My cell phone buzzed about five a.m. and I opened it. It was Fran- Open your door. I didn’t wanna wake David.
I stumbled up and her dark form fell against my chest. She shuddered and I just kinda held her thin body wordlessly, stunned. Something had actually made Fran cry, which was amazing all on its own. She didn’t do much else but smile- she said it was the drugs. For some reason I never bothered to ask what that meant. It was hard to shake Fran, but when it did it came with a tsunami. So…..what now?

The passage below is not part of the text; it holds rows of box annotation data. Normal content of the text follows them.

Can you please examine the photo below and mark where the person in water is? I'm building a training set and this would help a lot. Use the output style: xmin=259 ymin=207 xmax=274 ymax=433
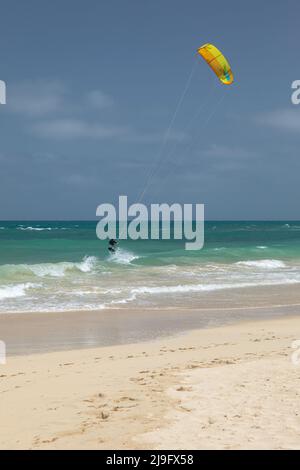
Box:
xmin=108 ymin=238 xmax=118 ymax=253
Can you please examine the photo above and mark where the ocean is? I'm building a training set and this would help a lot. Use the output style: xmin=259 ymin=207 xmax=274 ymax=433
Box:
xmin=0 ymin=221 xmax=300 ymax=314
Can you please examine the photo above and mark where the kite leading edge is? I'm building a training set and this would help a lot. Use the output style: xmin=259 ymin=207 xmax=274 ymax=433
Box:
xmin=198 ymin=43 xmax=233 ymax=85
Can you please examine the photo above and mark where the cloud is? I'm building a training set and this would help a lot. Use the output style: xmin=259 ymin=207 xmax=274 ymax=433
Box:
xmin=203 ymin=144 xmax=255 ymax=159
xmin=257 ymin=109 xmax=300 ymax=132
xmin=85 ymin=90 xmax=114 ymax=109
xmin=7 ymin=80 xmax=66 ymax=117
xmin=30 ymin=119 xmax=186 ymax=143
xmin=31 ymin=119 xmax=130 ymax=140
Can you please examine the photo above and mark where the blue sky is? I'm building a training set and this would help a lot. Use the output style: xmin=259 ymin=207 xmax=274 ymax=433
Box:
xmin=0 ymin=0 xmax=300 ymax=220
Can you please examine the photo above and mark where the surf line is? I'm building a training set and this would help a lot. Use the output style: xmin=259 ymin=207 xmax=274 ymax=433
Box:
xmin=0 ymin=80 xmax=6 ymax=104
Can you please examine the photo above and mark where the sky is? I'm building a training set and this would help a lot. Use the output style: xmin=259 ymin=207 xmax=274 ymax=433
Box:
xmin=0 ymin=0 xmax=300 ymax=220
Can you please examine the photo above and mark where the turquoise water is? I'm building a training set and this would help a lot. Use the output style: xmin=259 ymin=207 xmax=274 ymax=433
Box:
xmin=0 ymin=221 xmax=300 ymax=313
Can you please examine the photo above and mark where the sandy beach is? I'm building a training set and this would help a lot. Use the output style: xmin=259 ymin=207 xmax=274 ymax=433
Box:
xmin=0 ymin=310 xmax=300 ymax=449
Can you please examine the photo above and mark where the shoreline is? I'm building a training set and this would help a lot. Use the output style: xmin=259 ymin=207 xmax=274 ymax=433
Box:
xmin=0 ymin=298 xmax=300 ymax=357
xmin=0 ymin=316 xmax=300 ymax=450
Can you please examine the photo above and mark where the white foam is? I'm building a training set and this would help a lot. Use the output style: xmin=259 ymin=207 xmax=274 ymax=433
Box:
xmin=17 ymin=225 xmax=52 ymax=232
xmin=131 ymin=279 xmax=300 ymax=295
xmin=0 ymin=282 xmax=40 ymax=301
xmin=235 ymin=259 xmax=286 ymax=269
xmin=0 ymin=256 xmax=97 ymax=277
xmin=108 ymin=248 xmax=139 ymax=264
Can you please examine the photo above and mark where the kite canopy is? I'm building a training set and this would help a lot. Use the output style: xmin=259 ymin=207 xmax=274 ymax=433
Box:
xmin=198 ymin=44 xmax=233 ymax=85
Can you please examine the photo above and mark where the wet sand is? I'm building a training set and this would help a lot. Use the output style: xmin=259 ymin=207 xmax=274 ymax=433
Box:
xmin=0 ymin=280 xmax=300 ymax=355
xmin=0 ymin=312 xmax=300 ymax=449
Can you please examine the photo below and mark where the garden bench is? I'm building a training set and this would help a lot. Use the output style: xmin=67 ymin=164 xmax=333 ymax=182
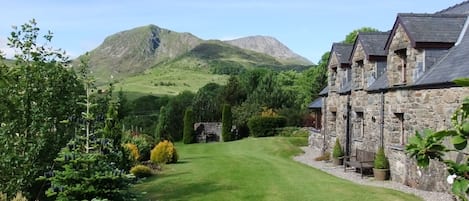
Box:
xmin=344 ymin=149 xmax=375 ymax=178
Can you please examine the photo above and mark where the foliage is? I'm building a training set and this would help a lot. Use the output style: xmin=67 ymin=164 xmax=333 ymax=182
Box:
xmin=406 ymin=78 xmax=469 ymax=200
xmin=130 ymin=165 xmax=153 ymax=178
xmin=248 ymin=116 xmax=287 ymax=137
xmin=332 ymin=138 xmax=344 ymax=158
xmin=0 ymin=19 xmax=83 ymax=197
xmin=314 ymin=151 xmax=331 ymax=161
xmin=154 ymin=107 xmax=171 ymax=141
xmin=343 ymin=27 xmax=379 ymax=44
xmin=124 ymin=134 xmax=155 ymax=161
xmin=124 ymin=143 xmax=140 ymax=161
xmin=150 ymin=140 xmax=179 ymax=164
xmin=221 ymin=104 xmax=235 ymax=142
xmin=374 ymin=147 xmax=389 ymax=169
xmin=183 ymin=108 xmax=195 ymax=144
xmin=39 ymin=54 xmax=133 ymax=201
xmin=192 ymin=83 xmax=223 ymax=122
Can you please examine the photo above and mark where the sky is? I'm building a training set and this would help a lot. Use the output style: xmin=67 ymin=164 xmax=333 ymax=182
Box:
xmin=0 ymin=0 xmax=463 ymax=63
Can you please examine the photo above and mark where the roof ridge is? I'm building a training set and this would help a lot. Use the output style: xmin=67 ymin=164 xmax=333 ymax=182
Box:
xmin=397 ymin=12 xmax=469 ymax=18
xmin=435 ymin=0 xmax=469 ymax=14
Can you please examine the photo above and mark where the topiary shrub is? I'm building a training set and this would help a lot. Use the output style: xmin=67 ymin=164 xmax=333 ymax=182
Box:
xmin=124 ymin=143 xmax=140 ymax=162
xmin=332 ymin=138 xmax=344 ymax=158
xmin=130 ymin=165 xmax=153 ymax=178
xmin=374 ymin=147 xmax=389 ymax=169
xmin=150 ymin=140 xmax=179 ymax=163
xmin=248 ymin=116 xmax=287 ymax=137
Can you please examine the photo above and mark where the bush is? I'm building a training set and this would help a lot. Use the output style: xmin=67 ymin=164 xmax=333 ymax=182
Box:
xmin=374 ymin=147 xmax=389 ymax=169
xmin=130 ymin=165 xmax=153 ymax=178
xmin=332 ymin=138 xmax=344 ymax=158
xmin=129 ymin=134 xmax=155 ymax=161
xmin=150 ymin=140 xmax=179 ymax=163
xmin=248 ymin=116 xmax=287 ymax=137
xmin=124 ymin=143 xmax=140 ymax=161
xmin=314 ymin=152 xmax=331 ymax=161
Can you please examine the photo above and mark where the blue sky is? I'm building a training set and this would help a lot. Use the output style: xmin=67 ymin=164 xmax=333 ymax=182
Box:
xmin=0 ymin=0 xmax=463 ymax=63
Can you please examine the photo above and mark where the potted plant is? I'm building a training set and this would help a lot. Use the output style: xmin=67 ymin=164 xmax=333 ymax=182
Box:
xmin=373 ymin=147 xmax=389 ymax=181
xmin=332 ymin=138 xmax=344 ymax=165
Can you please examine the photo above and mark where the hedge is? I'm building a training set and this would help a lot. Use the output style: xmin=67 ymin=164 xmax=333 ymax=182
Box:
xmin=248 ymin=116 xmax=287 ymax=137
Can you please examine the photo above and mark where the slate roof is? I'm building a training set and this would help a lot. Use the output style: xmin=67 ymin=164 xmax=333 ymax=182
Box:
xmin=367 ymin=71 xmax=388 ymax=91
xmin=436 ymin=1 xmax=469 ymax=14
xmin=331 ymin=43 xmax=353 ymax=64
xmin=308 ymin=97 xmax=322 ymax=109
xmin=354 ymin=31 xmax=391 ymax=59
xmin=386 ymin=13 xmax=466 ymax=48
xmin=415 ymin=18 xmax=469 ymax=86
xmin=319 ymin=87 xmax=329 ymax=96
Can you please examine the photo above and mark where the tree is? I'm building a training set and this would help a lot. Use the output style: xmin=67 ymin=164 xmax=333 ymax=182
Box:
xmin=40 ymin=56 xmax=133 ymax=201
xmin=405 ymin=78 xmax=469 ymax=201
xmin=183 ymin=108 xmax=194 ymax=144
xmin=0 ymin=19 xmax=83 ymax=197
xmin=221 ymin=104 xmax=235 ymax=142
xmin=343 ymin=27 xmax=379 ymax=44
xmin=154 ymin=107 xmax=172 ymax=141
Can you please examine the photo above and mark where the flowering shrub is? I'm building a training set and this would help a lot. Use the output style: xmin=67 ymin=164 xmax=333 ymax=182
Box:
xmin=130 ymin=165 xmax=152 ymax=178
xmin=124 ymin=143 xmax=140 ymax=161
xmin=150 ymin=140 xmax=179 ymax=163
xmin=406 ymin=78 xmax=469 ymax=200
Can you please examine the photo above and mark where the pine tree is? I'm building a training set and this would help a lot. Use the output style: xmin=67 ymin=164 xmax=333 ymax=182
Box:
xmin=183 ymin=108 xmax=194 ymax=144
xmin=221 ymin=104 xmax=235 ymax=142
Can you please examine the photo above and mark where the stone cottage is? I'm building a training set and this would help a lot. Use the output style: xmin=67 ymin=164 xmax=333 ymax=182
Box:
xmin=316 ymin=1 xmax=469 ymax=191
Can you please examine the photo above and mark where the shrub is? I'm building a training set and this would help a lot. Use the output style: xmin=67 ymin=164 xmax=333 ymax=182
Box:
xmin=129 ymin=134 xmax=155 ymax=161
xmin=221 ymin=104 xmax=235 ymax=142
xmin=332 ymin=138 xmax=344 ymax=158
xmin=374 ymin=147 xmax=389 ymax=169
xmin=150 ymin=140 xmax=179 ymax=163
xmin=124 ymin=143 xmax=140 ymax=161
xmin=182 ymin=108 xmax=194 ymax=144
xmin=314 ymin=152 xmax=331 ymax=161
xmin=11 ymin=192 xmax=28 ymax=201
xmin=248 ymin=116 xmax=287 ymax=137
xmin=130 ymin=165 xmax=153 ymax=178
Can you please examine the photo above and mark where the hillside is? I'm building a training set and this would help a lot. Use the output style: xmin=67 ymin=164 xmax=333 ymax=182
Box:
xmin=224 ymin=36 xmax=313 ymax=65
xmin=82 ymin=25 xmax=202 ymax=83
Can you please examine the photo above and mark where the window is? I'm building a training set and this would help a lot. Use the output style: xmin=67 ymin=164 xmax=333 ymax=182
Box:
xmin=353 ymin=112 xmax=365 ymax=140
xmin=394 ymin=113 xmax=406 ymax=145
xmin=395 ymin=49 xmax=407 ymax=84
xmin=355 ymin=60 xmax=365 ymax=89
xmin=331 ymin=67 xmax=337 ymax=86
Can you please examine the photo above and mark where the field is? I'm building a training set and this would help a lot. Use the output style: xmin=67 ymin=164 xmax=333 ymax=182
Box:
xmin=135 ymin=137 xmax=420 ymax=201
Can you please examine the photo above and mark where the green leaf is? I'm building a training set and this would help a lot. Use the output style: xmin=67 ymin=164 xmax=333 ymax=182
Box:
xmin=451 ymin=135 xmax=467 ymax=150
xmin=453 ymin=78 xmax=469 ymax=87
xmin=451 ymin=179 xmax=469 ymax=200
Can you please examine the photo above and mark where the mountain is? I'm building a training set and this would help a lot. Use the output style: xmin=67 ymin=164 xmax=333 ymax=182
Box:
xmin=224 ymin=36 xmax=313 ymax=65
xmin=84 ymin=25 xmax=202 ymax=83
xmin=80 ymin=25 xmax=311 ymax=85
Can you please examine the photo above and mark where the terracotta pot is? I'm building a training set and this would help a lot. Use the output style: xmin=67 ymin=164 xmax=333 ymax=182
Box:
xmin=332 ymin=158 xmax=344 ymax=166
xmin=373 ymin=168 xmax=389 ymax=181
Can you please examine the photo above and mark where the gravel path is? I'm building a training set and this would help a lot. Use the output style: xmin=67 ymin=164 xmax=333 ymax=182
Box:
xmin=294 ymin=147 xmax=455 ymax=201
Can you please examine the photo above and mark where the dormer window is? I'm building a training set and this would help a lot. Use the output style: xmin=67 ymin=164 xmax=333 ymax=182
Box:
xmin=395 ymin=49 xmax=407 ymax=84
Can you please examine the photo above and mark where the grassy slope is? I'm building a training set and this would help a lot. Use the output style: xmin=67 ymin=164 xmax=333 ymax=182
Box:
xmin=111 ymin=68 xmax=228 ymax=99
xmin=135 ymin=137 xmax=420 ymax=201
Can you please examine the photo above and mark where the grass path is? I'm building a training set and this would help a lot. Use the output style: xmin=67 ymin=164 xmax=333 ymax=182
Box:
xmin=135 ymin=137 xmax=420 ymax=201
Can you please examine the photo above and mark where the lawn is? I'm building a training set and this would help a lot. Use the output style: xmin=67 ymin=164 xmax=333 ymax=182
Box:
xmin=135 ymin=137 xmax=421 ymax=201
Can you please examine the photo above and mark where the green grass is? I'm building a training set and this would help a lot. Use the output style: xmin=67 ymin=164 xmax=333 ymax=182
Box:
xmin=135 ymin=137 xmax=421 ymax=201
xmin=110 ymin=68 xmax=228 ymax=99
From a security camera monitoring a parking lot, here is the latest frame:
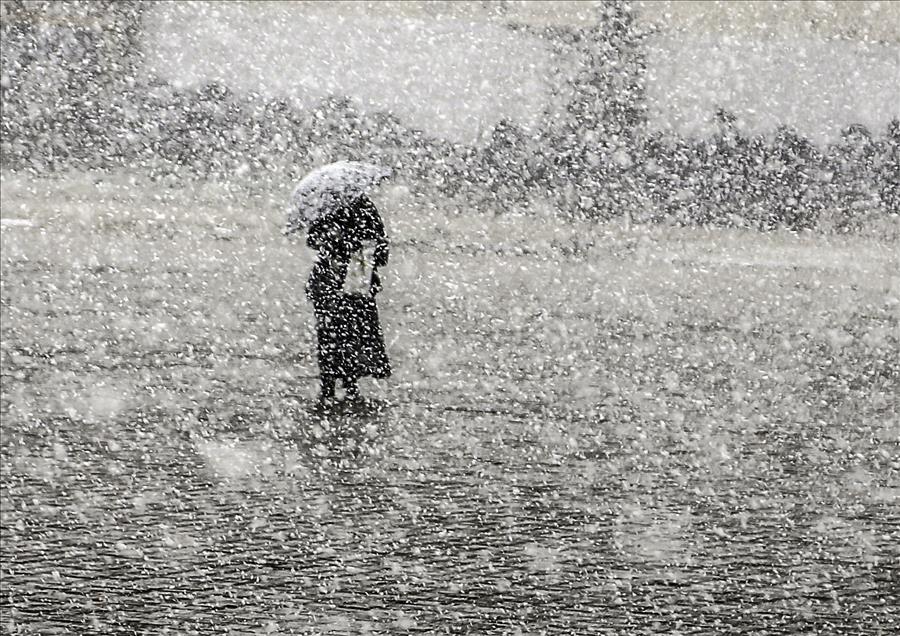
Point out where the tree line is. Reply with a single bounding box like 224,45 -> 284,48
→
0,0 -> 900,231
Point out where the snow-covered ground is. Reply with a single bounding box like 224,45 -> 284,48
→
0,175 -> 900,633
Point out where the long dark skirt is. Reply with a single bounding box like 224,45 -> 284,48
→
314,294 -> 391,380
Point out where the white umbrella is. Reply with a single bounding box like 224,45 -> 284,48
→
285,161 -> 391,234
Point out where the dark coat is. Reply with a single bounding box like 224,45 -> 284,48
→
306,196 -> 391,380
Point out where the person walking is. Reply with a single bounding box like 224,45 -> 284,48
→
306,193 -> 391,403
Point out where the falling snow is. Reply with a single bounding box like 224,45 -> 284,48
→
0,0 -> 900,634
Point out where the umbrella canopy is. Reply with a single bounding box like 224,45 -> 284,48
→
285,161 -> 391,234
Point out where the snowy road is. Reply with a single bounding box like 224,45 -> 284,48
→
0,193 -> 900,634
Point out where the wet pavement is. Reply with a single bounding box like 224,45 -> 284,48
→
0,227 -> 900,634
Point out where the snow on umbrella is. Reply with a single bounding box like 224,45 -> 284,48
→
285,161 -> 391,234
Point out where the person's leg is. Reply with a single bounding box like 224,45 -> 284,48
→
319,374 -> 334,401
343,378 -> 359,400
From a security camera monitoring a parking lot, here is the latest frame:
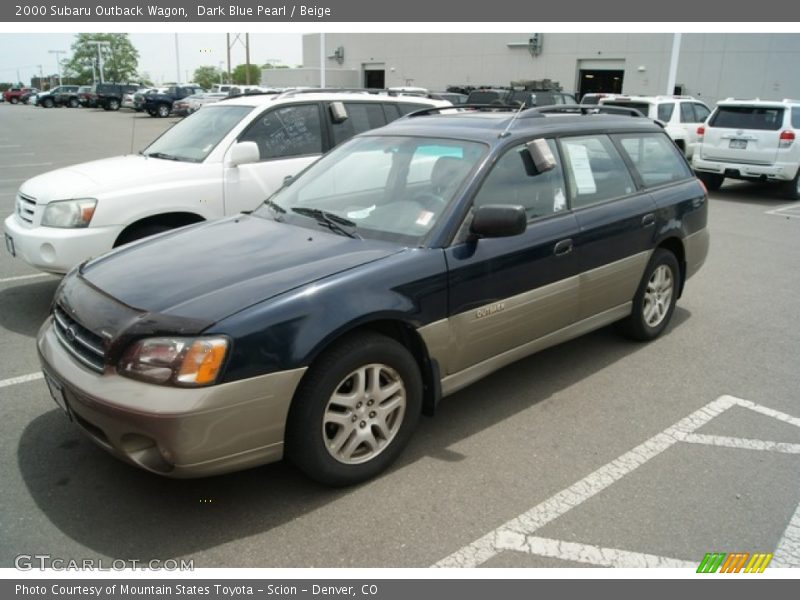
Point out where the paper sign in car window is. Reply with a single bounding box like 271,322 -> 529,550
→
566,143 -> 597,194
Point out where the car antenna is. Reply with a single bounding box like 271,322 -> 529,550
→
497,104 -> 525,138
131,110 -> 137,154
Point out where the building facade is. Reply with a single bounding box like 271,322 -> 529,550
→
262,33 -> 800,104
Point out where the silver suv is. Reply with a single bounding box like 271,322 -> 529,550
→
598,96 -> 711,160
692,98 -> 800,200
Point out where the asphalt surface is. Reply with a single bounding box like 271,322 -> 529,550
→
0,104 -> 800,567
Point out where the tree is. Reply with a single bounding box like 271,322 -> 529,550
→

“It’s okay, don’t cry.” I whispered. I kissed her forehead and leaned back against the threshold, still holding her. She didn’t even come up to my shoulder. “You’re okay.” She shuddered hard and inelegantly against me, gasping. I just patted her hair awkwardly and held her there in the dorm hall. Fran was warmer than coals. I wanted to hold onto her until I died when I turned ninety-five. Sounded really good to me. Ninety-five wouldn’t be so bad. She’d be there. I’d be warm.
“Yeah, I know.” Fran wiped her red eyes. “Just feels like it. Again.” She said in frustration and squeezed me tighter, rocking against me. I grinned. It was wrong and really, really weird that I’d wanted to be there for so long, but I did. I wanted to be there, no matter the circumstances, really. I tipped her chin up and kissed her without thinking. She just held onto my hand real tight and kissed me back.
When she pulled away, I stuttered, “I-I don’t know what to say.”
“Then just don’t say anything,” She whispered, as if she knew herself.
“O-okay,” I breathed, holding her against me and still rocking. “Whatever you say, my queen.”